# IMDb rankings
## About
#### Video Demo: [here](https://youtu.be/vN_SRBIpNPs)
#### Description:
This is my cs50x final project. It uses python, javascript, html and css to produce rankings of IMDb movies, shows, seasons and episodes according to a combination of average ratings and number of votes using the ranking methodology described below. The project uses IMDb's free non-commercial dataset found [here](https://developer.imdb.com/non-commercial-datasets/). 

While IMDb provides [rankings](https://www.imdb.com/chart/top/) according to their own methodology for movies and tv shows, they do not currently provide rankings for episodes and seasons, nor drill down to provide rankings by genre. Instead, users can view titles in these categories ordered by 'average ratings', 'number of votes', or 'popularity'.

##### Ranking methodology
Rankings are based on a concept previously used by IMDb to rank their top 250 rated lists described [here](https://web.archive.org/web/20171023205105/http://www.imdb.com/help/show_leaf?votestopfaq). It follows the principle that the average ratings of titles with more votes more accurately reflect their true ratings. However, IMDb's approach is more sophisticated now.

A ranking formula is applied to each category of titles (i.e. movies, series, seasons, episodes) and each genre within those categories.

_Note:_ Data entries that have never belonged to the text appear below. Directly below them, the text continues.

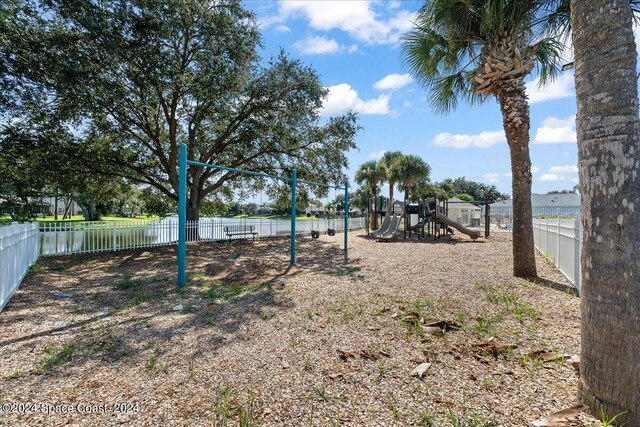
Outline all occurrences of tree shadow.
[0,236,360,382]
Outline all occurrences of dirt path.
[0,233,579,426]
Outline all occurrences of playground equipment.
[377,215,400,241]
[371,198,489,241]
[311,214,320,239]
[177,144,349,288]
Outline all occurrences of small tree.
[380,151,403,214]
[355,160,387,230]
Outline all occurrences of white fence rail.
[0,223,39,310]
[40,218,365,255]
[533,217,582,292]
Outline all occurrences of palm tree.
[571,0,640,426]
[402,0,563,277]
[391,154,431,237]
[355,160,387,230]
[380,151,403,215]
[391,154,431,204]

A season's ratings are based on aggregates of the episodes within that season (weighted average for ratings and sum for number of votes.)

Titles for a relevant category are ranked in descending order according to their weighted ratings, calculated as:

weighted rating = (R * v + mean * min_votes) / (v + min_votes)
 - where:
   - R = average rating for the title.
   - v = number of votes for the title.
   - min_votes = number of votes required for a more reliable rating (1 standard deviation above the mean number of votes for the relevant category).
   - mean = the mean rating for the relevant category

## Outputs
The project allows users to download the latest free IMDb datasets, store these as a set of parquet files, and output a set of rankings as CSV files in a data folder.
Users can navigate the rankings with the index.html file.
An online example has been published to my [github pages](https://g1tha.github.io/imdbset/).

## Key files

### index.html
Allows users to navigate the csv outputs produced by the project. It contains two pages, "home" and "rankings" implemented as a rudimentary single-page app (clicking on the links makes the div for the relevant page appear and the others disappear).

There is also a link in the navigation bar which allows users to choose between dark and light mode.

The rankings page contains drop-down menus which allows users to select the category and genre they are interested it. Upon selection, a table with the rankings and bubble chart (visualising the rankings currently shown) are updated.

The table lists 20 rankings per page, and users can scroll through to other pages, order by other columns (e.g. by number of votes or average ratings), and apply filters (e.g. if they just want to see the rankings for a particular show).

### main.py
Checks to see if all the source files are in the project's 'data\sources' folder. If not, it prompts users to down the files.
If the files are there, main.py proceeds to create (or update) the csv files with rankings. 
Users can also add an argument when running main.py (e.g. 'py main.py -u') to download the latest IMDb dataset. If they do, this also updates a 'data\liastupdated.json' file, which is picked up in index.html.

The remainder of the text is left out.